“Making a living based primarily on commissions doesn’t make someone a bad person, but it does make them a salesperson.”
– Tony Isola
Just think about it…
Consider those who sell newsletters and magazines with stock tips, how to get rich flipping real estate; or tried and true trading techniques. If any of these purveyors actually had proprietary and valuable information that could reliably produce profits if acted upon – why in the world would they tell anyone about it? The much more lucrative path would be to use the technique itself rather than promote it to their competition!
One of the most fascinating examples of pure salesmanship is the financial news media. A network like CNBC has no other incentive beyond the mission to produce the highest possible ratings so that the advertisers can be charged the maximum amount possible. The goal is nothing more than to produce revenue for the parent company. So if you are CNBC and you wish to maximize the viewership, what do you do? If you have a basic understanding of human psychology, your content will prey on fear and greed and consist of lots of high decibel “pundits” making outrageous predictions and statements about specific stocks and markets in general. Most of these will be of the negative variety – market crash predictions will be routine. You will also make sure to convey how incredibly important every single piece of economic data is, no matter how trivial. You will have Roundtables, “Mad Money”, BREAKING NEWS, “Trading Nation”, and all kinds of daily silliness. And it will work, because human brains are wired to be uncomfortable with uncertainty. That is why viewers are instinctively drawn to people who espouse their opinions with extreme confidence.
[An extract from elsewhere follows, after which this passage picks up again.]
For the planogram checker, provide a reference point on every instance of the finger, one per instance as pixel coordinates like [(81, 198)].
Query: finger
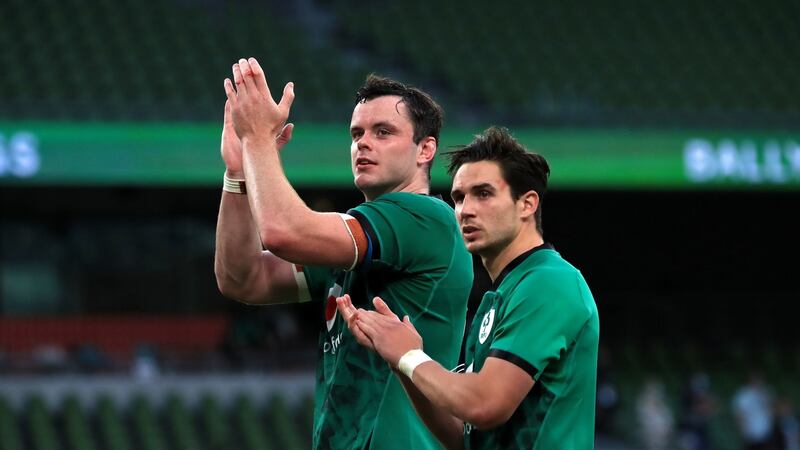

“Well I think I’ve been in the top 5% of my age cohort all my life in understanding the power of incentives, and all my life I’ve underestimated it. And never a year passes but I get some surprise that pushed my limit a little farther.”
– Charlie Munger
Incentives and Correlations
One book that I enjoyed reading is Freakonomics, a popular and perhaps somewhat controversial book written over a decade ago by a pair of economists that took an entertaining and unconventional look at causes and effects in certain quirky topics in everyday life. It examines the influence and prevalence of incentives and correlations, in areas that we may never have ever considered them.
For example, the authors make the case that real estate agents routinely will convince sellers to lower the home price in order to maximize the chance of selling the home, knowing that the house should sell for the higher price. In this case a transaction occurring at all is far more important to the agent than waiting for a potential sale at a slightly higher price that would be meaningful for the seller, but nets very little additional commission for the agent. Data shows that real estate agents leave their houses on the market longer than those of their clients, and they get higher sales prices as a result. The implication is that agents may tend to prey on the fear of a seller not getting a transaction done at all, at the expense of a lower sale price for the homeowner. Regardless of whether or not this occurs, it does point out the real difference in incentives in a scenario where an agent represents a seller but may not have interests that are as well aligned as one may assume on the surface.
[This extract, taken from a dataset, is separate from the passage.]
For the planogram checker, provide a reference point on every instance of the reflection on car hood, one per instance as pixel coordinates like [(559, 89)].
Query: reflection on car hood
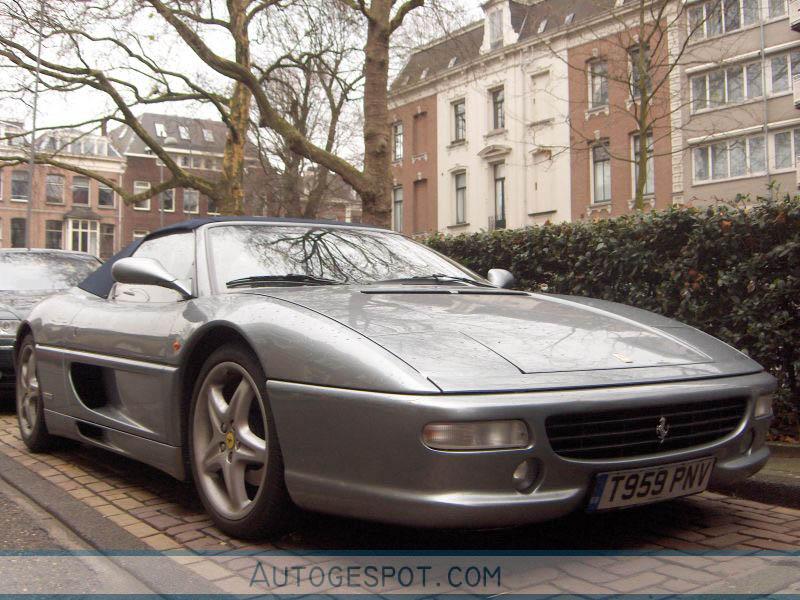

In financial product sales, “information asymmetry” is often combined with an effort to prey on human greed or fear. Information asymmetry exists when one party to a transaction has much more or better information that the other (think of a car salesperson or a funeral director). All too often a high commission financial product is sold in conjunction with the promise of protection against a pending crash; or alternatively, a high fee product is sold in tandem with the suggestion of huge upside potential. Information asymmetry is commonly found in situations where non-trivial costs are embedded inside of a financial product and either lightly disclosed or not at all. Many expensive funds and annuities are sold this way. Our advice is to pay close attention to the incentives: how does the person on the other side of this transaction get paid or otherwise benefit?
Of course, full transparency and knowledge of fees, costs, and compensation would be ideal for investors, although unsurprisingly the industry has lobbied against this for years and years. Information asymmetry often produces a negative outcome for one of the parties, and when coupled with poorly aligned incentives it can be a recipe for disaster.
As always, thank you for your trust and confidence in us. Your feedback is always welcome.